Government ministry of Lebanon

The Ministry of Tourism (وزارة السياحة) is a government ministry of Lebanon. It originates from the Lebanon Tourism Service created in the 1930s as part of the Ministry of National Economy.

==History==
After Lebanese independence, the General Tourism Commission (CGT or Commissariat Général du Tourisme, de l'Estivage et de l'Hivernage in French) was created in 1948 to monitor tourism professions and promote Lebanese tourism abroad.

In 1959, the CGT was annexed by the Ministry of Information which became the Ministry of Information, Orientation, and Tourism. However, it was the National Tourism Council (CNT or Conseil National du Tourisme in French), a private organization, which effectively promoted tourism in Lebanon.

The growth of tourism on a global scale led to the creation of the Ministry of Tourism in 1966 (Law 21/66, issued on March 29, 1966), composed of the General Directorate of Tourism (Direction Générale des Affaires Touristiques).
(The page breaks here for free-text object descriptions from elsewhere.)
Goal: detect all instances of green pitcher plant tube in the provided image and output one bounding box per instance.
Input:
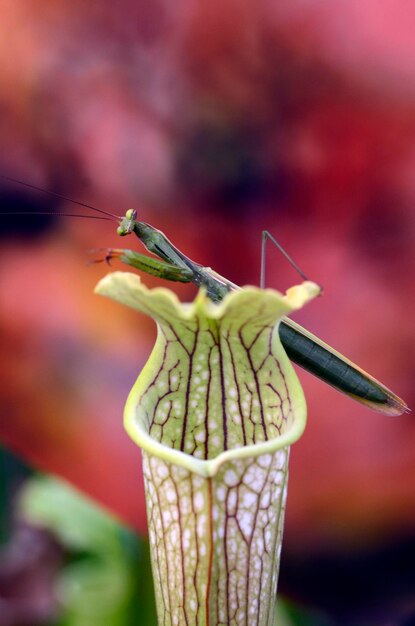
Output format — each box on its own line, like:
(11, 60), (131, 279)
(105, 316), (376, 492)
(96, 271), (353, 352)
(96, 272), (320, 626)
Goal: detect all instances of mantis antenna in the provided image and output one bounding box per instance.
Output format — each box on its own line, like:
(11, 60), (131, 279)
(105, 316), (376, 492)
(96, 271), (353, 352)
(0, 174), (119, 221)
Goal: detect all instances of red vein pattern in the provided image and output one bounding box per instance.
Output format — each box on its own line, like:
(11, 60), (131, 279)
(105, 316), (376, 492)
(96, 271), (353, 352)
(96, 273), (317, 626)
(144, 450), (289, 625)
(138, 291), (303, 458)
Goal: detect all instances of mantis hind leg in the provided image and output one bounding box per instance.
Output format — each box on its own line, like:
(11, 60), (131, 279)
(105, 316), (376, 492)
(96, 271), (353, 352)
(261, 230), (311, 288)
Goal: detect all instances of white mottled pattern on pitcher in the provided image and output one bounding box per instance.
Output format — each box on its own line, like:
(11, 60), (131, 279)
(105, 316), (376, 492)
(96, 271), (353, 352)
(144, 448), (289, 626)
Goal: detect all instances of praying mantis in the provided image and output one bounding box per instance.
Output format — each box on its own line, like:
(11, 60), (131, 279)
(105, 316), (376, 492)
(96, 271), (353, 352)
(1, 175), (409, 417)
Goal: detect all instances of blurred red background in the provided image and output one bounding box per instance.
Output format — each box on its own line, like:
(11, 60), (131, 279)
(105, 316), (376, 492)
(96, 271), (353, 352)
(0, 1), (414, 623)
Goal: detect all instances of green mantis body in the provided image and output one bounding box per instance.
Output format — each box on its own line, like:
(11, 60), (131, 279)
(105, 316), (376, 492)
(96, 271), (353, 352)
(109, 209), (408, 417)
(0, 173), (408, 417)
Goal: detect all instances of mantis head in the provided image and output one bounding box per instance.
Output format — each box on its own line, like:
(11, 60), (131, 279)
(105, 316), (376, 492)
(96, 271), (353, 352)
(116, 209), (137, 237)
Decree no. 7142 was issued on April 20, 1967, defining the specific tasks that fell under the separate responsibility of the National Tourism Council, including overseas promotion and execution of tourism projects. However, this decree was repealed by Decree no. 2829, issued on October 10, 1992, which transferred these tasks to the Ministry of Tourism.

==Minister==
The current minister of tourism is Laura Khazen Lahoud.